Feature request: faster GridsearchCV with XGBoost #605

JohnZed · 2020-01-30T20:31:01Z

XGBoost constructs a DMatrix object from the input X, y data it
receives. On its first time calling train with this DMatrix, it
caches statistics (histograms) about each column in the DMatrix. For
wide datasets, computing these stats can be very
time-consuming. Running one example grid search with a 1000-column
matrix (x 100k rows), using GridsearchCV was 2.8x longer than building
a DMatrix once manually for each fold and calling xgboost.train in a
loop. Profiling shows that the time goes to both DMatrix building and
stats computation.

GridsearchCV CV caching essentially works with pandas or numpy-style
objects with separate X and y. DMatrix includes both X and y in the
same object, so it needs a slight hack to fit into the current framework.

One option is to allow users to supply a custom replacement for the
_extract method in methods.py.
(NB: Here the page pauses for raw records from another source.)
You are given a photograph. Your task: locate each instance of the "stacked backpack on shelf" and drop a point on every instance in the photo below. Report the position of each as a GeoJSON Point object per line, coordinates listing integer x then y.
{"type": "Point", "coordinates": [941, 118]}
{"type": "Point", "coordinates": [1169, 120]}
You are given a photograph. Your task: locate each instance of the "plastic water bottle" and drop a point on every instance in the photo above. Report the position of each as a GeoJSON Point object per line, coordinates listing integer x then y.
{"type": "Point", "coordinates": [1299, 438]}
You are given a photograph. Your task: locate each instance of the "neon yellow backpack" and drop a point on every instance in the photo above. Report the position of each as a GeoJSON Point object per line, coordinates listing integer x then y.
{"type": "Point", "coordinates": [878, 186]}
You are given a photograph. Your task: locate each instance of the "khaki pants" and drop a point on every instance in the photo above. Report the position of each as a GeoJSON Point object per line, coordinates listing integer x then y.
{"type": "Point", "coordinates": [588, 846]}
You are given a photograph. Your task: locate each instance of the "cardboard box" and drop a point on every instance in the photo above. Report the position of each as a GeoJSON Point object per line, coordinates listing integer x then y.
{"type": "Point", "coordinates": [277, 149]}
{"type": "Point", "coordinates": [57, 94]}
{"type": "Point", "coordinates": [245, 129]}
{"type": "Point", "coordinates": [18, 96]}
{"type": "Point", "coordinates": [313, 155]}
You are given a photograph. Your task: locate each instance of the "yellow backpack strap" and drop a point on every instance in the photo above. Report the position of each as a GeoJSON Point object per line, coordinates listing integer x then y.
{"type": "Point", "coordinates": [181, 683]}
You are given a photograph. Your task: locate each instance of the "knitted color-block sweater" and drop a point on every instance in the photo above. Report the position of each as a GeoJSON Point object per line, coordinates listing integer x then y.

For XGBoost, a user would supply something like:

    def _extract_dmatrix(self, X, y, n, is_x=True, is_train=True):
        if self.cache is not None and (n, is_x, is_train) in self.cache:
            return self.cache[n, is_x, is_train]
        if not is_x:
            return None

        inds = self.splits[n][0] if is_train else self.splits[n][1]
        x_part = _safe_indexing(X, inds)
        y_part = _safe_indexing(y, inds)

        import xgboost as xgb
        # TODO: in practice, there may be additional params like weights
        result = xgb.DMatrix(x_part, y_part)
        print("Converted to dmatrix for cache with _extract_dmatrix")

        if self.cache is not None:
            self.cache[n, is_x, is_train] = result
        return result

This returns None for the y and a DMatrix with X and y with is_x, so
it is abusing the interface a bit, though it seem to work. Note that
this also requires a custom XGBoost wrapper with a fit method
accepting a DMatrix, but that is very short.

Thoughts? Better ways to do this and cache DMatrix objects? Thanks!
This relates to Issue #443, which is also looking for advice on XGBoost gridsearch.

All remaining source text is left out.